Sementes de pitanga e cerejinha de Mattos para prevenir câncer de intestino
Lúcia Helena
26/09/2019 04h00
A deliciosa e tão nossa pitanga. Crédito: iStock
Elas são primas, da família Myrtaceae. Têm até o mesmo nome, são duas Eugenias. Uma é a Eugenia uniflora, a nossa pitanga. Sim, ela é toda nossa. Nasceu aqui. E já ensinou a muita criança sortuda a alegria que é colher uma fruta no pé, quando as pitangueiras ficam pipocadas de pontinhos vermelhos. Já a Eugenia mattosii é mais rara. Foi descoberta no estado de Santa Catarina e praticamente por lá ficou. Conhecida como cerejinha de Mattos ou cambuí, infelizmente corre o risco de extinção.

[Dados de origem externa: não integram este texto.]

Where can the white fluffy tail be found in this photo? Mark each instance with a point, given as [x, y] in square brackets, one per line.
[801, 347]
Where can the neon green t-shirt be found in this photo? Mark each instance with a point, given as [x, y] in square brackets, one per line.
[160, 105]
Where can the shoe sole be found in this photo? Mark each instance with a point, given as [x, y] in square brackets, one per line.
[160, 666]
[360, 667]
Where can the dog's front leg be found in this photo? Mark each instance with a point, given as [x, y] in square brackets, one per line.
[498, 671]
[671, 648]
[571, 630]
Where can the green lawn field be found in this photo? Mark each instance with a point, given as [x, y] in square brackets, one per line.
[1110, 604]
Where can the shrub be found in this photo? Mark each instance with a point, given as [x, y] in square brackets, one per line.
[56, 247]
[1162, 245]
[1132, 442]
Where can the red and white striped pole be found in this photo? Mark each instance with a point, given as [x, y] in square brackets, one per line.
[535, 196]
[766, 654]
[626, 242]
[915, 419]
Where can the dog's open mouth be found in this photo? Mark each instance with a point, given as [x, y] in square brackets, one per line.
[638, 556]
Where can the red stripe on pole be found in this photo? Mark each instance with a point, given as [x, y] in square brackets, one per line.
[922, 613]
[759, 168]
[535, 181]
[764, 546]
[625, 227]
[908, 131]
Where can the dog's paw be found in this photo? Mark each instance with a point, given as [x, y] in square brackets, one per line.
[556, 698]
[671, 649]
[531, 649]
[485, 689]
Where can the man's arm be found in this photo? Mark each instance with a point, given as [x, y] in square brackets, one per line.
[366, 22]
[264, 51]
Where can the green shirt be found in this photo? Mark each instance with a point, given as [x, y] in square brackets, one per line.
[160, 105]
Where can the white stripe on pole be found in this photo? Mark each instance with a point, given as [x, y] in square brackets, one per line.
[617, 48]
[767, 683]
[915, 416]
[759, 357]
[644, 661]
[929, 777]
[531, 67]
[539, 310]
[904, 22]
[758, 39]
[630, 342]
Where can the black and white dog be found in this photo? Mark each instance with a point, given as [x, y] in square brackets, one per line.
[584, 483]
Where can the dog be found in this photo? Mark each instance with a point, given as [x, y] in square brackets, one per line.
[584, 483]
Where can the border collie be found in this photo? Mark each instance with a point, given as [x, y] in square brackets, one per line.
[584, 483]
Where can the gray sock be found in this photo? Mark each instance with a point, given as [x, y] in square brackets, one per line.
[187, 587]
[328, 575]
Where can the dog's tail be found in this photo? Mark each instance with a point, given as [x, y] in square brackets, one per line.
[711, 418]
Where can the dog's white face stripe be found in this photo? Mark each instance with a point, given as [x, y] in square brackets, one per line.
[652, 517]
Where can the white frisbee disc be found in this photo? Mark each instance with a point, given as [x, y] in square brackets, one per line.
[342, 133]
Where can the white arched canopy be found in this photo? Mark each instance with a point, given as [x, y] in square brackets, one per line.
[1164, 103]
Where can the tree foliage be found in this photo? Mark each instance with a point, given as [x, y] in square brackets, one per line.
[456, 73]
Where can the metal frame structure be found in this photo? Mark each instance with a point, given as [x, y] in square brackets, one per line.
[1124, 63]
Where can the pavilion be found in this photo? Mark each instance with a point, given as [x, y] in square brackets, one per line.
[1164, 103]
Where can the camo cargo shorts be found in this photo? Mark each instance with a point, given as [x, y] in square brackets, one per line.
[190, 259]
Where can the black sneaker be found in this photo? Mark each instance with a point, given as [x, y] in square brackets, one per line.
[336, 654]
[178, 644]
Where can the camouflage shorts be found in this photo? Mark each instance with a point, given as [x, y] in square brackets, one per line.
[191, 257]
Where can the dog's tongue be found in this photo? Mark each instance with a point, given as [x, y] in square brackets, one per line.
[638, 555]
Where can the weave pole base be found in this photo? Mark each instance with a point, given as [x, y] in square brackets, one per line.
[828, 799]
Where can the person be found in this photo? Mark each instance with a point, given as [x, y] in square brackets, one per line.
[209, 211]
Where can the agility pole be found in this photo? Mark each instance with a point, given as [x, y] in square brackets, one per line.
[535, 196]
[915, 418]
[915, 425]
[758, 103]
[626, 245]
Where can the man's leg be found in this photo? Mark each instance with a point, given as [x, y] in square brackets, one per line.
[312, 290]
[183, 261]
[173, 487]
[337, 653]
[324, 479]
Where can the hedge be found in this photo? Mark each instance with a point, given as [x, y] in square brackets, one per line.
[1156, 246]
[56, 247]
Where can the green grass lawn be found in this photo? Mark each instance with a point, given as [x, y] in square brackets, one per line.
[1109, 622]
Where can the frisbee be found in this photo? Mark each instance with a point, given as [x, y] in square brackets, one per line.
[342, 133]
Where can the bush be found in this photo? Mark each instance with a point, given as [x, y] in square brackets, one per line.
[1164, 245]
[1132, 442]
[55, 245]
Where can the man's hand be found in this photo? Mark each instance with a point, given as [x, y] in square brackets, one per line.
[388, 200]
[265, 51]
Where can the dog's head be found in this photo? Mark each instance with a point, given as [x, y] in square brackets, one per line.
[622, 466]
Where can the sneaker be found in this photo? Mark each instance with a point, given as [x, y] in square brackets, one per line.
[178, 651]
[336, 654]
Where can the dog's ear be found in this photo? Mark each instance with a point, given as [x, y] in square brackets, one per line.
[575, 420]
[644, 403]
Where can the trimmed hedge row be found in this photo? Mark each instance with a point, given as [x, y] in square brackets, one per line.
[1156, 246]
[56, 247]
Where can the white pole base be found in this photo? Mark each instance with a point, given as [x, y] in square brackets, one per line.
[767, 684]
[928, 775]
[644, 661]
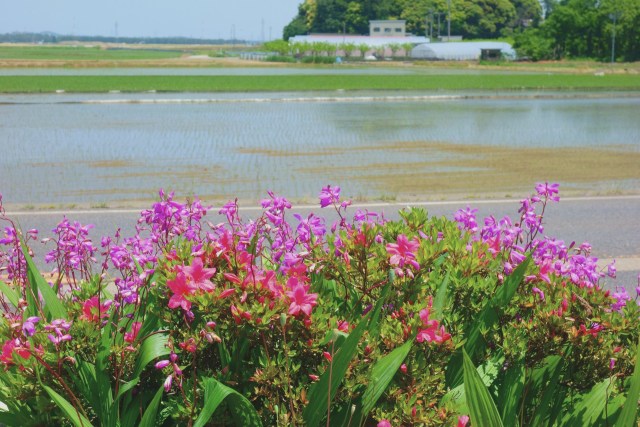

As duas parentes são vistas nos jardins da Universidade do Vale do Itajaí (Univali). Portanto, há 22 anos a professora Sandra Soares Melo passa por elas — há 20 deles para seguir para o laboratório onde atua na instituição catarinense, o de Nutrição Experimental. E, como o olhar da ciência é aquele que sempre vislumbra o novo naquilo que até então insistia em ser cotidiano, em 2017 as duas espécies foram parar dentro do próprio laboratório cujo trajeto enfeitavam.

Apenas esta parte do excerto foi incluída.